Auch wenn der Entscheidung des Bundesgerichtshofs eine Trunkenheitsfahrt eines Autofahrers zugrunde lag, hat der Bundesgerichtshof ausdrücklich klargestellt, dass dieser Grenzwert generell für (alle) Führer von Kraftfahrzeugen gilt, und dies zusätzlich durch Bezugnahme auf vorausgegangene Entscheidungen zu Kraftradfahrern (BGHSt 22, 352) sowie Fahrrädern mit Hilfsmotor, sog. Mofa 25 (BGHSt 30, 251) und auch Führen eines abgeschleppten betriebsunfähigen PKW (BGHR StGB § 316 Fahruntüchtigkeit alkoholbedingte 2, = BGHSt 36, 341) zum Ausdruck gebracht.

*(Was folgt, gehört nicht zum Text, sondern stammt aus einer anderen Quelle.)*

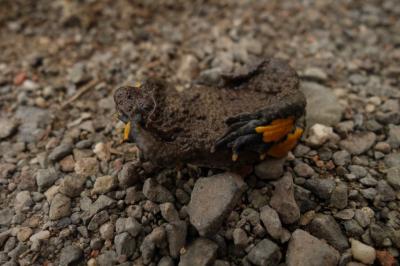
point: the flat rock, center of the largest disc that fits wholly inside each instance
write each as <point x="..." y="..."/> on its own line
<point x="60" y="151"/>
<point x="60" y="207"/>
<point x="33" y="121"/>
<point x="362" y="252"/>
<point x="212" y="200"/>
<point x="322" y="187"/>
<point x="394" y="136"/>
<point x="6" y="216"/>
<point x="393" y="177"/>
<point x="339" y="197"/>
<point x="271" y="221"/>
<point x="325" y="227"/>
<point x="156" y="192"/>
<point x="176" y="237"/>
<point x="201" y="252"/>
<point x="7" y="127"/>
<point x="322" y="105"/>
<point x="86" y="167"/>
<point x="358" y="143"/>
<point x="265" y="253"/>
<point x="305" y="249"/>
<point x="125" y="244"/>
<point x="104" y="184"/>
<point x="270" y="169"/>
<point x="283" y="200"/>
<point x="45" y="178"/>
<point x="100" y="204"/>
<point x="128" y="176"/>
<point x="70" y="255"/>
<point x="72" y="185"/>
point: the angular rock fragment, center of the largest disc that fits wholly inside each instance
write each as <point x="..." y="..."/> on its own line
<point x="212" y="199"/>
<point x="304" y="249"/>
<point x="201" y="252"/>
<point x="283" y="200"/>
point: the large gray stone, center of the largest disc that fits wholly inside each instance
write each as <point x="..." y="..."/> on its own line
<point x="201" y="252"/>
<point x="212" y="200"/>
<point x="60" y="207"/>
<point x="358" y="143"/>
<point x="70" y="255"/>
<point x="265" y="253"/>
<point x="325" y="227"/>
<point x="322" y="105"/>
<point x="283" y="200"/>
<point x="304" y="249"/>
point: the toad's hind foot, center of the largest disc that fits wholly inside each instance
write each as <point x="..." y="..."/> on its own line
<point x="127" y="131"/>
<point x="277" y="130"/>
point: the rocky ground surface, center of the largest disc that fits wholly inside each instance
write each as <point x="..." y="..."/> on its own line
<point x="72" y="194"/>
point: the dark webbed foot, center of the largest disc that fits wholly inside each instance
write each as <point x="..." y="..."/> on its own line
<point x="264" y="136"/>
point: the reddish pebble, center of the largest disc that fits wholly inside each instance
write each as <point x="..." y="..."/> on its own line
<point x="385" y="258"/>
<point x="20" y="78"/>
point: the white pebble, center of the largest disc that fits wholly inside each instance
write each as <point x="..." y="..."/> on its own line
<point x="41" y="235"/>
<point x="361" y="252"/>
<point x="319" y="134"/>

Dem ist die Rechtsprechung (vgl. z.B. OLG Nürnberg Beschluss vom 13. Dezember 2010 - 2 St OLG Ss 230/10 - juris Rn. 10 zum motorisierten Krankenfahrstuhl sowie OLG Hamburg Beschluss vom 19. Dezember 2016, Az: 1 Rev 76/16, juris, Rn. 7 für den sog. „Segway“; Schifffahrtsobergericht Brandenburg Urteil vom 11. Juni 2008, Az: 1 Ss 33/08, juris, Rn. 12 für die motorisierte Schifffahrt, LG München I Beschluss vom 29. November 2019 Az: 26 Qs 51/19 in VRS 138/20 S. 18, 19; LG München I Beschluss vom 30. Oktober 2019, Az: 1 J Qs 24/19 jug in VRS Bd. 138/20 S. 29, 31, inzident LG Dortmund Beschluss vom 8. November 2019 in SVR 2020, 194; LG Münster Beschluss vom 19. Dezember 2019, Az: 3 Qs-62 Js 773/19-61/19, Beck-RS 2019, 35480, Rn. 8; AG Dresden Urteil vom 11. Februar 2020, Az. 219 Cs 634 Js 55394/19, Blutalkohol 2020,188) sowie die herrschende Meinung in der Literatur (König a.a.O. § 316 Rn. 67; Fischer StGB 67. Aufl. § 316 Rn. 25; Pegel in Münchener Kommentar zum StGB 3. Aufl. § 316 Rn. 37; Hecker in Schönke/Schröder StGB 30. Aufl. § 316 Rn. 8; Burmann in Burmann/Heß/Hühnermann/Jahnke Straßenverkehrsrecht 26. Aufl. § 316 Rn. 22; speziell zu E-Scootern: Kerkmann Trunkenheitsfahrt mit dem E-Scooter NZV 2020, 161; Heß/Figgener Straßenverkehr unter Strom: Der E-Scooter ist überall NJW-Spezial 2019, 585; Engel Promillegrenze bei E-Scootern-Wo ist das Problem DAR 2020, 16, 17; a.A. Schefer Kritische Anmerkungen zur absoluten Fahruntüchtigkeit beim Führen eines EScooters NZV 2020, 239) gefolgt.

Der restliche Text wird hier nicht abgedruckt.